No âmbito do “Projeto Lixo Zero” iniciado sob os auspícios da esposa do presidente Erdoğan, Emine Erdoğan, a taxa de recuperação, que era de 13% em 2017, aumentou para 22,4% em 2020 e 25% em 2021. A meta para 2023 foi determinada como 35 por cento.

Graças ao projeto, um total de 24,2 milhões de toneladas de papel/papelão, 4,1 milhões de toneladas de plástico, 1,7 milhão de toneladas de vidro, 0,4 milhão de toneladas de metal e 1,5 milhão de toneladas de resíduos orgânicos e outros recicláveis. toneladas de resíduos foram recicladas para a economia. Um ganho econômico de 30 bilhões de liras foi obtido com o desperdício. 3 milhões de toneladas de emissões de gases de efeito estufa foram evitadas e 265 milhões de árvores foram salvas.

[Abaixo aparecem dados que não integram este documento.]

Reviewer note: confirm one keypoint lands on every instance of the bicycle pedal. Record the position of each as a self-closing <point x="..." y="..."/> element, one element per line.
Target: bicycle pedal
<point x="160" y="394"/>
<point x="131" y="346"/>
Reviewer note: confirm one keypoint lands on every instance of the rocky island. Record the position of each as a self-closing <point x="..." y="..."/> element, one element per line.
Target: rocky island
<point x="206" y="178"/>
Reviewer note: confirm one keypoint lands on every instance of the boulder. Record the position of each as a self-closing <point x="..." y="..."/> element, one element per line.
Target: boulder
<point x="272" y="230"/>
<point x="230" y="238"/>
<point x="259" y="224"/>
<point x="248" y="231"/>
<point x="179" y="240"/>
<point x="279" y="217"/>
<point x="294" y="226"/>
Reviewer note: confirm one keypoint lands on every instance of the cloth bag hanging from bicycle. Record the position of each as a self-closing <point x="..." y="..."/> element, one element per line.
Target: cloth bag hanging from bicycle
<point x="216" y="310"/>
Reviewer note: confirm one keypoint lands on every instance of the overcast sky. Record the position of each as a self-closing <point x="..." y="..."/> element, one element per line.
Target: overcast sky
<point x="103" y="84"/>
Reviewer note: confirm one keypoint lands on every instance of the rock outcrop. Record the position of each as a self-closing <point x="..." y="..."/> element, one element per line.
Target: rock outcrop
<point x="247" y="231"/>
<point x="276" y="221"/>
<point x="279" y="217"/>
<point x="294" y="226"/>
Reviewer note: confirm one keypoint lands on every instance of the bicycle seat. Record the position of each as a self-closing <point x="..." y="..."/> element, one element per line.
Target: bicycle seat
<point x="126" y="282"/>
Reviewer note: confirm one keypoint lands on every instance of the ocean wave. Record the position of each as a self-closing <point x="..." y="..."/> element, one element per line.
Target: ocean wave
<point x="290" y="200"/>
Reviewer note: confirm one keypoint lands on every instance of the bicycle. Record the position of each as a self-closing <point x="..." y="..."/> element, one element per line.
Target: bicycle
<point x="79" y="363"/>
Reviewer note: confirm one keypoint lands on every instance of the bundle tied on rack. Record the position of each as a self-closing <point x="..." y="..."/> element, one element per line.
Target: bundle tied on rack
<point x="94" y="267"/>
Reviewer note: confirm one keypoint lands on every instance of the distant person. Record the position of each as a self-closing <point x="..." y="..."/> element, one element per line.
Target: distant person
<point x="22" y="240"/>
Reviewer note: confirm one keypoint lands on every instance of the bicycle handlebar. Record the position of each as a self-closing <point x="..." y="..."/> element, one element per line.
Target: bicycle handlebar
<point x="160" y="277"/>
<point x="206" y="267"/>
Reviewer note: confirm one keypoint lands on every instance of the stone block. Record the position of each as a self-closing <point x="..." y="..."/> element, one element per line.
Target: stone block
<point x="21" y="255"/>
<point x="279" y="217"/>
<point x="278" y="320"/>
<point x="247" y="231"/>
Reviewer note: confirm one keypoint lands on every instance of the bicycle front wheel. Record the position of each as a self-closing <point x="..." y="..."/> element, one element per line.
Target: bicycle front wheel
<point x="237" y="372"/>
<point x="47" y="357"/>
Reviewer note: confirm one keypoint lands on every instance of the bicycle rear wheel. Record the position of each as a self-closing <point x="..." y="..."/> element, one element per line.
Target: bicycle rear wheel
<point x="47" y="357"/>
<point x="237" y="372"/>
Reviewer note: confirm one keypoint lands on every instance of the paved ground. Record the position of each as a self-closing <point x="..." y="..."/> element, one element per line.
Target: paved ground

Foram elaborados planos de ação provinciais em todas as províncias costeiras para combater o lixo marinho, tendo sido implementado em 2020 o “Zero Waste Blue”. Com o movimento Zero Waste Blue, foram recolhidas 134 mil toneladas de lixo marinho e enviadas para instalações de eliminação.

A Turquia também realiza estudos sérios sobre as questões de combate à desertificação e erosão no âmbito do uso sustentável dos recursos naturais e desenvolvimento sustentável, tecnologias da informação e infraestrutura de comunicação no campo da meteorologia, previsão de desastres meteorológicos, alertas precoces e redução do risco de desastres.

O trabalho do Portal do Clima continua

Os esforços para estabelecer o Portal do Clima, a primeira plataforma de mudanças climáticas da Turquia, também continuam, para que todas as partes interessadas, que estão no centro das políticas e ações nacionais e locais de adaptação às mudanças climáticas, acessem conteúdo e informações sobre mudanças climáticas de um ponto único e para orientar os tomadores de decisão.

Com o Portal Clima, pretende-se recolher de forma eficaz os conteúdos necessários para os processos de tomada de decisão e estudos científicos, e garantir o acesso e utilização destes conteúdos por todos os stakeholders.

No âmbito do combate às alterações climáticas, o portal, que conterá informação, documentos e documentos relativos aos estudos realizados por relevantes universidades, instituições e organizações públicas, autarquias, académicos e organizações não governamentais, pretende ser uma referência fonte sobre o assunto e conscientizar os cidadãos sobre as mudanças climáticas.

O portal, cujo processo de design, incluindo a base técnica e a interface do usuário, está prestes a ser concluído, está previsto para ser inaugurado este ano.